Ora, è mia opinione - e non solo mia - che il pensiero nasca con il linguaggio. Le parole ci rendono intelligenti perché semplificano il nostro orientarci nel mondo, creando punti di riferimento. Muoversi nel mondo astratto delle idee sarebbe impossibile, se non avessimo quei punti di riferimento memorizzabili e condivisibili che sono le parole.
Nessun momento nella vita di un individuo è più significativo di quello in cui impara a parlare, avendo cura di sottolineare l'inadeguatezza del verbo "imparare", giacché è provato che l'essere umano è geneticamente predisposto al linguaggio. Secondo un'esagerazione cara al linguista Noam Chomsky, i bambini non hanno bisogno di imparare la propria lingua, perché hanno delle disposizioni di apprendimento innato che si adattano al contesto in cui vivono, esattamente come gli ucceli non si devono preoccupare delle loro penne per volare.
Ogni bambino impara in media dodici parole al giorno, per anni, almeno fino all'adolescenza. La fase iniziale di questo apprendimento è segnata dalle vocalizzazioni informi che il bambino emette nei primi due anni di vita e che costituiscono una sorta di cronaca privata del mondo.
I bambini adorano parlare a se stessi, anche quando non sono ancora capaci di comprendere il significato delle parole che dicono. Inizialmente sono i suoni a essere rievocativi, non le parole. L'abitudine a ripetere parole, pur non conoscendone il significato, crea legami di riconoscimento e di associazione tra le facoltà uditive e le correlate proprietà sensoriali. In altre parole, il bambino sta disponendo delle etichette verbali sul mondo circostante.

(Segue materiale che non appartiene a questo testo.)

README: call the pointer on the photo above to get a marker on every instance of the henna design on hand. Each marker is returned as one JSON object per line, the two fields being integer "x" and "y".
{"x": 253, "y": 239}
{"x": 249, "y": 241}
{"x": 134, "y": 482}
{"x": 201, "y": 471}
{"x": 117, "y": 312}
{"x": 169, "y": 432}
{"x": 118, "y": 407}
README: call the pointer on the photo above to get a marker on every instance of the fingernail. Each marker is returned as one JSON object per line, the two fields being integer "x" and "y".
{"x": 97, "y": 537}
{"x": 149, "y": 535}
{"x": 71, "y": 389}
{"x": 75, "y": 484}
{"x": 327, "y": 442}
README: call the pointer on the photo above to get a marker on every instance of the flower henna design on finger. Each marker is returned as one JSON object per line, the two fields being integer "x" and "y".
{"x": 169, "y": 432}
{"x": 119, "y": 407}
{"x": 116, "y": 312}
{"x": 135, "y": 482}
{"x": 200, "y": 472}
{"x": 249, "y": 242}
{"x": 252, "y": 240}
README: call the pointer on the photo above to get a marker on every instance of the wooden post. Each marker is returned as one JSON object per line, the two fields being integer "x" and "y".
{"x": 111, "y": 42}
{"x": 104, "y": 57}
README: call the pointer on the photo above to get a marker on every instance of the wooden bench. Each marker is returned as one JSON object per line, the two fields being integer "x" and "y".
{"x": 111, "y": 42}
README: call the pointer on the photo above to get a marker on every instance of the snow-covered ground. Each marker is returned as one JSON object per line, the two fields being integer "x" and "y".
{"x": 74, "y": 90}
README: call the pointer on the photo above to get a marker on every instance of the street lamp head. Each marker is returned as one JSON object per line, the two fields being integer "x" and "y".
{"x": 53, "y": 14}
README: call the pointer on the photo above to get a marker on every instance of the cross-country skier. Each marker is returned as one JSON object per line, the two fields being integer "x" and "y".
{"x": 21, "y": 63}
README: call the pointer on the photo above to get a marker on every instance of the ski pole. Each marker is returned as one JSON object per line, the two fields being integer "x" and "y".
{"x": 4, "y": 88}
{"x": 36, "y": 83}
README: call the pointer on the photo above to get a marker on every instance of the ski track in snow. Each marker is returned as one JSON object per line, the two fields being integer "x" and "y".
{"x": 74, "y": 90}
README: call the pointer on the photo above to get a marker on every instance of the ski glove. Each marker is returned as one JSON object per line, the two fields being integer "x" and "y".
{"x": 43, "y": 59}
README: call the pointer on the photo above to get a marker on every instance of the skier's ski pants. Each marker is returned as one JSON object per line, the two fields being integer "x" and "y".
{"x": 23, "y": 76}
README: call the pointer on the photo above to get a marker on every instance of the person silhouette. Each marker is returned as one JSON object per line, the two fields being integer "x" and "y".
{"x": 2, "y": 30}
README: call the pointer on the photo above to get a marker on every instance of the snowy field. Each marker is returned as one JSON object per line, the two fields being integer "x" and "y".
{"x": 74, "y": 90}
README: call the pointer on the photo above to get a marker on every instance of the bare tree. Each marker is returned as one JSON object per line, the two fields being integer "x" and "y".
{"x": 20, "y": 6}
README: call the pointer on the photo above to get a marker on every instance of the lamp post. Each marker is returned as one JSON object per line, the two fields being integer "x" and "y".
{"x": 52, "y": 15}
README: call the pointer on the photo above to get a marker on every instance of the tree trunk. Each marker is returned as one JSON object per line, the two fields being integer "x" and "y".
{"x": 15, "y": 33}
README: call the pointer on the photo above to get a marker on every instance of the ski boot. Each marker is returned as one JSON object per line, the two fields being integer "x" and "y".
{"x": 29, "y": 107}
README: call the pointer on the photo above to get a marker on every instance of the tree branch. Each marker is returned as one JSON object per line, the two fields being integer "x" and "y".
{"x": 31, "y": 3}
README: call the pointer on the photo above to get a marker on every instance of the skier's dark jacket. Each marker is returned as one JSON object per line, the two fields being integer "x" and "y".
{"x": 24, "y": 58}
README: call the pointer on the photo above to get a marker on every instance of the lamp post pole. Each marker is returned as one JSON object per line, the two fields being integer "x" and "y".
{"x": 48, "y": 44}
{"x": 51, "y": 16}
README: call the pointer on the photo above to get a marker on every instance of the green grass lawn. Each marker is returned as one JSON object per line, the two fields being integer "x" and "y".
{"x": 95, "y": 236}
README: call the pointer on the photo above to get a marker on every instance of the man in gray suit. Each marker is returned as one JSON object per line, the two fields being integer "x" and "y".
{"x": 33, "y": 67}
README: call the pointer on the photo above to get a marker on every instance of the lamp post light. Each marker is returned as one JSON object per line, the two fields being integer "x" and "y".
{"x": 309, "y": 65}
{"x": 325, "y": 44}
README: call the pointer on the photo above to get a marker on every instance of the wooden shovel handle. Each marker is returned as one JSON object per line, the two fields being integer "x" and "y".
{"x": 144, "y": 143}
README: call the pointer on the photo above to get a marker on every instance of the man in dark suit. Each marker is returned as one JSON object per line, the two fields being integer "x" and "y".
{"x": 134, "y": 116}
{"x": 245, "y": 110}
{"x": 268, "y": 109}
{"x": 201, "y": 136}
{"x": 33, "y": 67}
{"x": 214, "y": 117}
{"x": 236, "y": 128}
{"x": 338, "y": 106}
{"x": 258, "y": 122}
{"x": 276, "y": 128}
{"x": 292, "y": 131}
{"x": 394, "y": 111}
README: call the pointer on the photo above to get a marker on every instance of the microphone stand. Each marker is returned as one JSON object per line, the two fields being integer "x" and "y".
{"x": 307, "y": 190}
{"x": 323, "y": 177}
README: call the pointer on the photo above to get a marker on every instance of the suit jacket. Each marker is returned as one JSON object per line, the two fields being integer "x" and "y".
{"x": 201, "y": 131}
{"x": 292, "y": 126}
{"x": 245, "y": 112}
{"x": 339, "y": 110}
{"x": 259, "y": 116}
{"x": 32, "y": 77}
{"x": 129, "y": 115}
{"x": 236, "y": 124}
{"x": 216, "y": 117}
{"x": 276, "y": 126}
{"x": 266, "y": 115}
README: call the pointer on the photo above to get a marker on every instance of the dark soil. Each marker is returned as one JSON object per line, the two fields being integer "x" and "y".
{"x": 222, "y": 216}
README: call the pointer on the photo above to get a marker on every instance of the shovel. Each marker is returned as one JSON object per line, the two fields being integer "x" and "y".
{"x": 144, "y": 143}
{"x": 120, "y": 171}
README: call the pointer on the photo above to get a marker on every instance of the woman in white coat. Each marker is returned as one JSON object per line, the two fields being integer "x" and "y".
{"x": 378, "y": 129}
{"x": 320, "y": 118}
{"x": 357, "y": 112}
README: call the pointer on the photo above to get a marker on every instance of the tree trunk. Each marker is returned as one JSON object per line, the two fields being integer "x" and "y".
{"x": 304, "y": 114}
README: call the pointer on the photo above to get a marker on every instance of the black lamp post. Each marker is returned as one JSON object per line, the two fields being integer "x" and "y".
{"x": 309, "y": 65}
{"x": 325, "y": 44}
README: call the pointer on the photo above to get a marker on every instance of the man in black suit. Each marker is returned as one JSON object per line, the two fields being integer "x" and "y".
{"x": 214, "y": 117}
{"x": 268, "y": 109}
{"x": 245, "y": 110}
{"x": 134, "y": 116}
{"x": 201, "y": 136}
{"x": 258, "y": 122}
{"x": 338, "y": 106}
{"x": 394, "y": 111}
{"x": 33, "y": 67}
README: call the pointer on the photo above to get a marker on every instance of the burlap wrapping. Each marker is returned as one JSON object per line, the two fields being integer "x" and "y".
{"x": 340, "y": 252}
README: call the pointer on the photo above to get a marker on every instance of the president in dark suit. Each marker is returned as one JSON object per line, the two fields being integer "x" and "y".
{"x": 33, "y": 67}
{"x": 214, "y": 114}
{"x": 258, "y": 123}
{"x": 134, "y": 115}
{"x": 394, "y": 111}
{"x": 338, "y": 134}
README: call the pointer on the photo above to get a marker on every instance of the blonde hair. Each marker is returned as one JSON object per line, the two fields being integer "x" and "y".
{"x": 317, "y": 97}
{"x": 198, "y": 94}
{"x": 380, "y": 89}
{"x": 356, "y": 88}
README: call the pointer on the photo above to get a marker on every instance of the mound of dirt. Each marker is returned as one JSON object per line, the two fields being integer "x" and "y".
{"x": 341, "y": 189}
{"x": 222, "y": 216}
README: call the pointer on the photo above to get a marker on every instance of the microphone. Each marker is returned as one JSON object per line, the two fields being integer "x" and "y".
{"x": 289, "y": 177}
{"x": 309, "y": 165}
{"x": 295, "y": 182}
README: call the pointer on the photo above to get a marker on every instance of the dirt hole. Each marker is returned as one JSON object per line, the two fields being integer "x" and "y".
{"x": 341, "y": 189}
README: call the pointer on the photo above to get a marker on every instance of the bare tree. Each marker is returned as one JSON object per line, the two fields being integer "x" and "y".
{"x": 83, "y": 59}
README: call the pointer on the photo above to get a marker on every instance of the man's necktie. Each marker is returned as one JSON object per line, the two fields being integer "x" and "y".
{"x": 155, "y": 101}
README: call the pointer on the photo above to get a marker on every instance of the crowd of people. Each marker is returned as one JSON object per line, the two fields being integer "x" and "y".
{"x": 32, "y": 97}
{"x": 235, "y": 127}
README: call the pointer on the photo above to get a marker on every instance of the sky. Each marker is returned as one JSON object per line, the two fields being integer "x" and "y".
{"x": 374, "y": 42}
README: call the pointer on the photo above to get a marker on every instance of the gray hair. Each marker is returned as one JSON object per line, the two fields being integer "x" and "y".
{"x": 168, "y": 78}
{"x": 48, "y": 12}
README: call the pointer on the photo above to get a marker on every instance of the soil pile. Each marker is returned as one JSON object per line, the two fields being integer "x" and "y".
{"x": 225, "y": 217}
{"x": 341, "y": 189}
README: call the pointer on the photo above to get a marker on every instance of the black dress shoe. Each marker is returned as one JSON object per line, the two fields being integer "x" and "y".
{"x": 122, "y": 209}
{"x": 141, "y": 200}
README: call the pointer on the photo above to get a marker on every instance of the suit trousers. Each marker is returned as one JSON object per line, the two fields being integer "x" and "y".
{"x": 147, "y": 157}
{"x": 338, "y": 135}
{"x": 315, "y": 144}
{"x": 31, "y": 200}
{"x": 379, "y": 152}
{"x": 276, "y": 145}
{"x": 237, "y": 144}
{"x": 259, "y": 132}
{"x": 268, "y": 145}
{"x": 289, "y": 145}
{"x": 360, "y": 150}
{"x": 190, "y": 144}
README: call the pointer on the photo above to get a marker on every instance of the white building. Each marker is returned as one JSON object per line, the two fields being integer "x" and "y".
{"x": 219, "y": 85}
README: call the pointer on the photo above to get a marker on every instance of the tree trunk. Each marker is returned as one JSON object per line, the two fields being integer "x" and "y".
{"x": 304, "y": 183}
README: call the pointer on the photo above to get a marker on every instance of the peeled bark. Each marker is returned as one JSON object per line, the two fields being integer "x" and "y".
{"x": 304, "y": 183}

Passo dopo passo, nell'acquisizione del linguaggio, le nostre etichette diventano sempre più elaborate, fino ad arrivare alla semplice rappresentazione mentale, capace di richiamare
tutte le associazioni appropriate. Adesso sappiamo "comprendere", oltre che nominare, gli oggetti che ci circondano: abbiamo creato dei concetti. Appare allora evidente che la parola ha assolto alla funzione di prototipo del concetto.